Die besondere Funktion von Kündigungsendterminen, die mit dem Ablauf einer bestimmten Zeiteinheit (Ende der Arbeitswoche oder Kalenderwoche [vgl § 1159 ABGB]; 15. oder letzter eines Kalendermonats [§ 20 Abs 2 AngG]; Kalendervierteljahr [§ 20 Abs 2 AngG]) enden, liegt darin, daß beiden Vertragspartnern der Abschluß eines neuen Arbeitsvertrages mit einem anderen Kontrahenten erleichtert werden soll; die einschlägigen Regelungen gehen offensichtlich davon aus, daß es vielfach üblich ist, derartige Arbeitsverhältnisse, von Fällen besonderer Dringlichkeit abgesehen, mit dem Anfang einer bestimmten Zeiteinheit, also zu einem "runden Datum" beginnen zu lassen. Insbesondere dem Arbeitnehmer soll dadurch die Möglichkeit eröffnet werden, an die Beendigung eines alten Arbeitsverhältnisses sofort die Eingehung eines neuen anschließen zu können, um nicht einen nennenswerten Einkommensverlust zu erleiden (Steininger aaO 11). Den Arbeitsvertragspartnern ist es daher verwehrt, den Endtermin des Arbeitsverhältnisses dadurch einseitig frei zu bestimmen, daß sie die Auflösung zwar unter Einhaltung der Kündigungsfrist, aber zu einem Zeitpunkt erklären, der zwischen dem frühestens zulässigen Kündigungstermin und einem späteren zulässigen Kündigungstermin liegt. Eine solche Gestaltungsfreiheit besteht nicht, auch wenn der Kündigende das Arbeitsverhältnis sogar zu einem früheren Zeitpunkt rechtmäßig hätte beenden können.
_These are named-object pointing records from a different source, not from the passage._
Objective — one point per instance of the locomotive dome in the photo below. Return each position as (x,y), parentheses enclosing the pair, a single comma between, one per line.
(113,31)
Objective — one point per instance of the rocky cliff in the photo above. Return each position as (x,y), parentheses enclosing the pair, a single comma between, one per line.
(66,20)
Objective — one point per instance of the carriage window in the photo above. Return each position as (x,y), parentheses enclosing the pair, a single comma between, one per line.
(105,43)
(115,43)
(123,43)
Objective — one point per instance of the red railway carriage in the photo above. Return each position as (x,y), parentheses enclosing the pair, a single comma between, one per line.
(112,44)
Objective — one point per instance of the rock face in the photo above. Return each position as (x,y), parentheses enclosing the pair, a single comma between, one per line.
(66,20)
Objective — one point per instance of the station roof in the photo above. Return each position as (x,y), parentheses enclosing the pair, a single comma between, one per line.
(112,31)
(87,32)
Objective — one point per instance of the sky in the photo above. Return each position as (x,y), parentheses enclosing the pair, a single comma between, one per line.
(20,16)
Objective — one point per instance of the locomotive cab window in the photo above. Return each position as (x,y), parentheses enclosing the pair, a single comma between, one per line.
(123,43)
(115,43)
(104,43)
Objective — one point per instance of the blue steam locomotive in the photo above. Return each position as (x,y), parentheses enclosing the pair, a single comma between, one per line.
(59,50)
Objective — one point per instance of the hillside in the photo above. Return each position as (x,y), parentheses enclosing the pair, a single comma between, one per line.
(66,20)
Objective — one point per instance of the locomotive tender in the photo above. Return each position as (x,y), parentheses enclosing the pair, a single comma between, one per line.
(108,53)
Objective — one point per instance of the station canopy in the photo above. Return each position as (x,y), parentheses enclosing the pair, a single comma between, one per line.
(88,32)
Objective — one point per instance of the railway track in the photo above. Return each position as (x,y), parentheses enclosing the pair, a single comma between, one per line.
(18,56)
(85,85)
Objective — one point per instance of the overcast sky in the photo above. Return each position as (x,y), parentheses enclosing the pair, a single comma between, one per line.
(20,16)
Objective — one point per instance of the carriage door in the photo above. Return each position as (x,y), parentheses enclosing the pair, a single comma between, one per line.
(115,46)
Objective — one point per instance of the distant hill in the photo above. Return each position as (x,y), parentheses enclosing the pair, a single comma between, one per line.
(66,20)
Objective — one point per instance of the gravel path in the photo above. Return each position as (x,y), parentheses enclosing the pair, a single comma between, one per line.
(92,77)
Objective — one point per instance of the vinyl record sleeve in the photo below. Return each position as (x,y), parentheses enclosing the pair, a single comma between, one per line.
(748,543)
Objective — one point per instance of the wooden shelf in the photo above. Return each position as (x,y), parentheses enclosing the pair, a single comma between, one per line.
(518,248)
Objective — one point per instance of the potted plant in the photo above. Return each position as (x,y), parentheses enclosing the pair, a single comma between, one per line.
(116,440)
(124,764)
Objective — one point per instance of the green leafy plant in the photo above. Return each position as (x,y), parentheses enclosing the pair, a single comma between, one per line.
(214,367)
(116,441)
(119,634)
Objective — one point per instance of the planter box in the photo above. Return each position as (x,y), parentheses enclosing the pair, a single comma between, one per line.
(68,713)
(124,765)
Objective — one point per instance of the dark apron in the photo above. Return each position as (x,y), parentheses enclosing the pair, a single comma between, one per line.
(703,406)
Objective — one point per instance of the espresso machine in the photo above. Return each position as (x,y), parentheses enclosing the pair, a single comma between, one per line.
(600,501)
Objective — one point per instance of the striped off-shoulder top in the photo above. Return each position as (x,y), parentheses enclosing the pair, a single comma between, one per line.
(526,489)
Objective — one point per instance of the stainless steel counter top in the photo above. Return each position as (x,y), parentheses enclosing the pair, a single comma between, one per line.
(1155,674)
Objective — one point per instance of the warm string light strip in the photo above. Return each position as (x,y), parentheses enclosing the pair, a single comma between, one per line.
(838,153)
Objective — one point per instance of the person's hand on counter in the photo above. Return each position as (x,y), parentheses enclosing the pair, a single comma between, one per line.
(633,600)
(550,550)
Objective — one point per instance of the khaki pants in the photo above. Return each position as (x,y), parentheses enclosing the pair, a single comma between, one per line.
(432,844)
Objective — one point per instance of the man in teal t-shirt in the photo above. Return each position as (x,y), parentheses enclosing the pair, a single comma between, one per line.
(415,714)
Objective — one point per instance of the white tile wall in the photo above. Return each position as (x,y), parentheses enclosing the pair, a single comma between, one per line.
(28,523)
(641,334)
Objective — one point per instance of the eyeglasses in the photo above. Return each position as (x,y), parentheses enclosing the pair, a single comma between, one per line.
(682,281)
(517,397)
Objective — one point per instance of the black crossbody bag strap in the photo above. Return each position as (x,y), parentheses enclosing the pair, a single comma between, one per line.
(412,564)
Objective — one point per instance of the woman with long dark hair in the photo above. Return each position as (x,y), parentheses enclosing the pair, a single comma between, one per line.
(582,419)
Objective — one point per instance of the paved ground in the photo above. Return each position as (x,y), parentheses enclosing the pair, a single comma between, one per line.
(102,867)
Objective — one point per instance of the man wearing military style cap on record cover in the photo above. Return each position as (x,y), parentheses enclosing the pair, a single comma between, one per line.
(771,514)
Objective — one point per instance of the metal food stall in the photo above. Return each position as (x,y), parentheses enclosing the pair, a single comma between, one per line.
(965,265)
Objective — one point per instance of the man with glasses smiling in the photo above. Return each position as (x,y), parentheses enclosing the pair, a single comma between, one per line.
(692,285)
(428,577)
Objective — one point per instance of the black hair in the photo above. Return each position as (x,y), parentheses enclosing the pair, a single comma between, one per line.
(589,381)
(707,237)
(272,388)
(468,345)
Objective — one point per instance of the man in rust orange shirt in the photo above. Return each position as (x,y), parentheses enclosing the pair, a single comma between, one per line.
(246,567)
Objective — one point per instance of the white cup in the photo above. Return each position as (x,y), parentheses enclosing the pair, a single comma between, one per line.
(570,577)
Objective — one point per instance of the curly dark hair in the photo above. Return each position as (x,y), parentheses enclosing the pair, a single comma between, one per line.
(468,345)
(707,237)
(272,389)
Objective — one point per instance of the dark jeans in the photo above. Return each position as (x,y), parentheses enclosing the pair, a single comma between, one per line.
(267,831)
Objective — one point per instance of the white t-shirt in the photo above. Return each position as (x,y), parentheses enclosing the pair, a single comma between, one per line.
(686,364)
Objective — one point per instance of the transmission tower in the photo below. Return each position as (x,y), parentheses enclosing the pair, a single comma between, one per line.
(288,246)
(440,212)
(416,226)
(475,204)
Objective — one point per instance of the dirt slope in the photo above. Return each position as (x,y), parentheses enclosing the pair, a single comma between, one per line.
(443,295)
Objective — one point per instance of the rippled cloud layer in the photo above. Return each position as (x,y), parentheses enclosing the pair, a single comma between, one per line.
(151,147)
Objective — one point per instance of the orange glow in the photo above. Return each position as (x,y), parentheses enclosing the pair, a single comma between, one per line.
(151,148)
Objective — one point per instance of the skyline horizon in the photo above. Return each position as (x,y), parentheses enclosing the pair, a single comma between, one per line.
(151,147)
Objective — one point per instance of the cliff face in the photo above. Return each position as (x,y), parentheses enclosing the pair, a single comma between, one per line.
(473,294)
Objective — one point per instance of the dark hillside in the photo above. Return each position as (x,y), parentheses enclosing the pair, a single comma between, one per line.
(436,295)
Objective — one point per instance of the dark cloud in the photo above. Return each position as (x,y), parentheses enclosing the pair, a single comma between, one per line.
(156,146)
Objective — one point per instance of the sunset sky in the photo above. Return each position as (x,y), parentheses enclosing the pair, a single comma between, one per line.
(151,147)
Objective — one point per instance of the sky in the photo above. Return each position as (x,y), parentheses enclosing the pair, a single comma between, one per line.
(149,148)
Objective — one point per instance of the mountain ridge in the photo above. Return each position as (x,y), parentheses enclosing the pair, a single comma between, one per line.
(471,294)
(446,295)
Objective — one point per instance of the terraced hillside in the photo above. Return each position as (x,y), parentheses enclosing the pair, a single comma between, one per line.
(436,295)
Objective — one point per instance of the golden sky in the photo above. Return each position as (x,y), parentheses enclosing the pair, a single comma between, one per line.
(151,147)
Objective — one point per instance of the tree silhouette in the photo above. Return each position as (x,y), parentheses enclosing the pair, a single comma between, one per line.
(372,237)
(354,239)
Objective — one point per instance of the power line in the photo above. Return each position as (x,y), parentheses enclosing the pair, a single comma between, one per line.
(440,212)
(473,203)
Die von der Beklagten ausgesprochene Kündigung war daher zeitwidrig. Sie widersprach der zwingenden Vorschrift des § 16 Abs 2 KV, weil sie das Arbeitsverhältnis nicht zum Ende der Arbeitswoche, nämlich zum 18.9.1992, sondern schon zum 17.9.1982 zur Auflösung brachte. Die Rechtsansicht der Revisionswerberin, die Klägerin habe erkennen können, daß damit in Wahrheit eine termingemäße Kündigung zum frühestmöglichen Termin, nämlich dem 11.9.1992 gemeint war, ist verfehlt. Es ist zwar richtig, daß die Kündigung so zu verstehen ist, wie sie der Empfänger nach ihrem Wortlaut und Geschäftszweck bei objektiver Betrachtung verstehen konnte (Arb 10.155, 10.305 uva), doch ließ der Wortlaut des Kündigungsschreibens, daß "fristgerecht" zum 17.9.1992 gekündigt werde, keine andere Deutung zu, als daß das Arbeitsverhältnis an diesem Tag beendet werden sollte (vgl Arb 10.305).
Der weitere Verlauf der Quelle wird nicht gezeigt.